Goyo, interpretado por Fernando Arze Echalar (en el mejor papel de su carrera cinematográfica) cava y se emborracha con singani. Enfrenta al alcalde, choca con el coronel Iglesias, el malo argentino (el actor César Bordón) que triunfa con sus viñedos regados sin clemencia (pasado/sequía vs futuro/progreso). Pide una asamblea de vecinos para que el tractor desvíe la acequia hasta su casa, ruega a los compañeros trabajar juntos. Le dicen que no, que nunca a la misa, que no se aparece por la iglesia, que el tractor no es gratis.

Goyo pierde, solo logra cuatro manos alzadas a su favor. Goyo va a perder toda la película. Los de abajo es la historia de una derrota, de una derrota con dignidad, de esas que nos gustan harto (en las canchas de fútbol y en las pantallas). Goyo no tiene perdón, solo culpa. La madre del hijo, Paula, no está. No sabemos si se ha ido del pueblo, no sabemos si está muerta. Goyo es un cadáver que camina y respira.

Los de abajo es una tragedia griega, un duelo; parece un cuento/drama rural ruso; a ratos, una película de Kurosawa con harakiri; es como si John Ford hubiese nacido en Tarija. El punteo de la guitarra (excelente la banda sonora de Johnny Roldán) nos lleva desde la cueca chapaca al trotar de un caballo solitario. Hay que respirar primero y después disparar.

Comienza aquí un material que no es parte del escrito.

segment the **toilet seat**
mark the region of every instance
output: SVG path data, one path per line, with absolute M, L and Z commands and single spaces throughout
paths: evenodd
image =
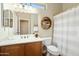
M 56 48 L 56 47 L 53 46 L 53 45 L 47 46 L 47 50 L 48 50 L 48 52 L 51 53 L 52 55 L 56 55 L 56 56 L 59 55 L 58 48 Z

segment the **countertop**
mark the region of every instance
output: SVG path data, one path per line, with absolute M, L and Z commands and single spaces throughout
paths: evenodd
M 35 38 L 33 36 L 27 37 L 27 36 L 19 36 L 16 35 L 14 37 L 9 37 L 5 40 L 0 41 L 0 46 L 7 46 L 7 45 L 13 45 L 13 44 L 22 44 L 22 43 L 31 43 L 31 42 L 38 42 L 38 41 L 44 41 L 44 38 Z

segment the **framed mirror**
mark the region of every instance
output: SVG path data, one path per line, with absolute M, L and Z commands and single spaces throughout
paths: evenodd
M 49 29 L 51 27 L 51 19 L 49 17 L 43 17 L 41 27 L 43 29 Z

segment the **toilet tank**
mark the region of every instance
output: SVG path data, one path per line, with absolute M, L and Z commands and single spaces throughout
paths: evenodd
M 43 37 L 42 39 L 44 39 L 43 44 L 46 46 L 51 45 L 51 41 L 52 41 L 52 37 Z

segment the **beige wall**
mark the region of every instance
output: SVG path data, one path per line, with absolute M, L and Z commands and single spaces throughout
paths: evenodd
M 60 13 L 62 11 L 62 4 L 60 3 L 49 3 L 47 5 L 47 12 L 40 11 L 39 18 L 38 18 L 38 26 L 39 26 L 39 36 L 41 37 L 51 37 L 52 36 L 52 26 L 48 30 L 44 30 L 41 27 L 41 20 L 44 16 L 48 16 L 51 18 L 51 21 L 53 22 L 53 16 Z
M 63 3 L 63 11 L 79 6 L 79 3 Z

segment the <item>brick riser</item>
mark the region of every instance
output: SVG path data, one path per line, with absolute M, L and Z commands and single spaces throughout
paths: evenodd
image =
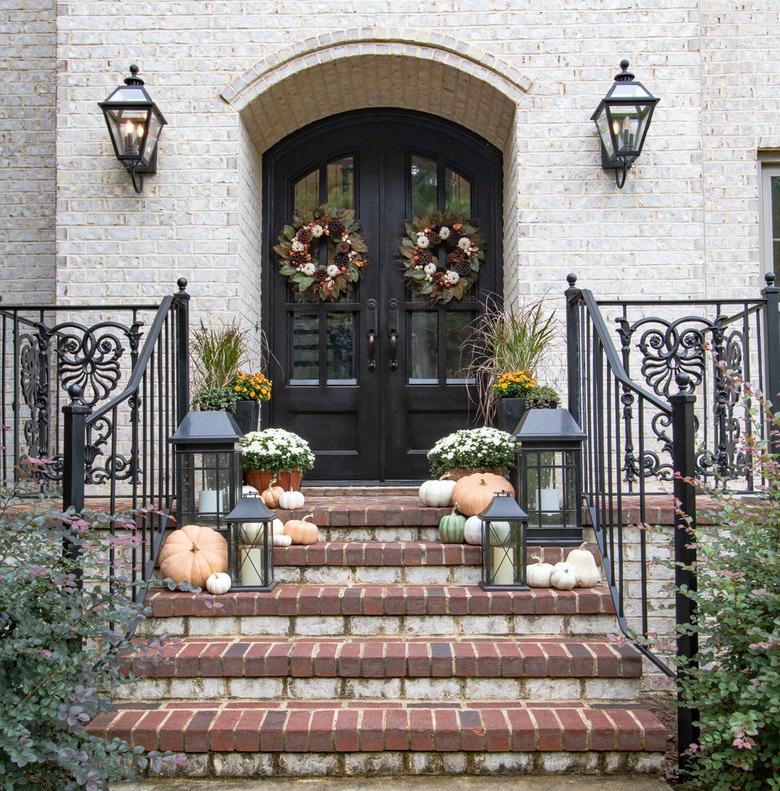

Una vaca —peregrina— se ha marchado de la casa. Ya no tienen tanta leche para vender. La carne está más cara en la tiendita de abarrotes del pueblo. Todo lo que puede salir mal, va a salir mal. El padre de la solitaria maestra (la actriz colombiana Sonia Parada que compone un personaje ausente/presente que crece psicológicamente) muere tras una larga enfermedad. Goyo mira su casa por la noche. Vemos una luz de esperanza. La única secuencia feliz de este “relato salvaje” es un abrazo. El abrazo de ella mientras tres comparten una bicicleta. Es un espejismo. No habrá más abrazos, solo sexo (y amor) salvaje.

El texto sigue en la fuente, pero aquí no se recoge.